Turkey’s central bank kept its interest-rate corridor unchanged as it seeks to support the lira and slow inflation.
The bank in Ankara left the benchmark one-week repo rate at 5.75 percent, it said on its website today, matching the forecasts of all 11 economists surveyed by Bloomberg. It also kept the maximum rate on overnight loans at 11.5 percent, while allowing banks to hold more of their reserves in gold and foreign currencies.
Central bank Governor Erdem Basci varies interest rates daily within those boundaries to help bring down inflation and defend the currency while maintaining economic growth.

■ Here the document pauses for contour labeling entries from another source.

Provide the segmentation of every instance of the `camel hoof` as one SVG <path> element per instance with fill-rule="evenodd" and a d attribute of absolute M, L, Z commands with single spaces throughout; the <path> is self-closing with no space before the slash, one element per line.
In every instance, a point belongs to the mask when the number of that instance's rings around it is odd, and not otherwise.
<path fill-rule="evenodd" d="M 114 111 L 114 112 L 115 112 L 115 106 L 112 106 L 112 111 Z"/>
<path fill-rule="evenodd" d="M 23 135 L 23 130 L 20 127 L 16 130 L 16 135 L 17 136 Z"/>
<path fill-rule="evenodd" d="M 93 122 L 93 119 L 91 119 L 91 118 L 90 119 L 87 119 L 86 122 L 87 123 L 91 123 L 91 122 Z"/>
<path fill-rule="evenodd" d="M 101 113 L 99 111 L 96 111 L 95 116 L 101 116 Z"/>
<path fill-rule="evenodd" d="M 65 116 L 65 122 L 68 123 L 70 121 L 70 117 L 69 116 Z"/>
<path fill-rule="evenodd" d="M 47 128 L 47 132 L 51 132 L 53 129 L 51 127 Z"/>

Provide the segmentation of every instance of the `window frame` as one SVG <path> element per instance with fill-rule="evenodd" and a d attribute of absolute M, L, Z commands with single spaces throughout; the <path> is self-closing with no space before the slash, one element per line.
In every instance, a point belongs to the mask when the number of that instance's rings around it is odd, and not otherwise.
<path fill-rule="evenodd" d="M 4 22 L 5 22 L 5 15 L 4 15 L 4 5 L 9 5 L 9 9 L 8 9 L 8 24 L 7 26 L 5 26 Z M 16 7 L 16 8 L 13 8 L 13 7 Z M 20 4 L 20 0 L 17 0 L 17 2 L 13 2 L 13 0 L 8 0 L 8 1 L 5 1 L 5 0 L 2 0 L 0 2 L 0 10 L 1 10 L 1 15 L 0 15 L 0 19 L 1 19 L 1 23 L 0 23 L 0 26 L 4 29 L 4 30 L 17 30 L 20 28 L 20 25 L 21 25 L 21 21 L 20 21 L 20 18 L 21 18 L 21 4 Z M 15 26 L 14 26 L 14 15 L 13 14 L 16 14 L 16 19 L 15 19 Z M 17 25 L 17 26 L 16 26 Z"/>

The inflation rate declined to 8.3 percent last month from a 3 1/2-year high of 11.1 percent in April, while the lira and government bonds have posted gains this month.
“We feel that the bank is more comfortable nowadays, because petroleum prices continue to decline” and the lira is “relatively stable,” said Ozgur Altug, an economist at BGC Partners in Istanbul, in an e-mailed note. Oil has fallen almost 20 percent this year.
While domestic demand is supportive, “a cautious stance on price movements is required as inflation will stay above targets for some time,” the central bank said in a statement accompanying today’s decision. The year-end goal is 5.5 percent.
The lira has gained more than 4 percent this month and was little changed at 1.7929 per dollar at 2:30 p.m. Yields on two-year government bonds have dropped about half a percentage point in the same period and were heading for the lowest level in eight months at 8.92 percent.
The central bank also raised the proportion of reserve requirements that can be held in foreign exchange to 50 percent from 45 percent, while the limit for gold was increased to 25 percent from 20 percent.
The changes will add as much as $2.7 billion to the central bank’s foreign exchange reserves, $2.2 billion to gold reserves and as much as 5.6 billion liras ($3.1 billion) to banks’ lira liquidity, the bank said.
The bank has lent at the lower-end rate of 5.75 percent for the past 13 working days, the longest period since March. That has reduced average funding costs for banks to 8.7 percent yesterday from as high as 10.8 percent in May.
The central bank may seek to bring that rate down toward 8.5 percent, Altug said. It may consider lowering the top end of the rates corridor in two or three months, he said.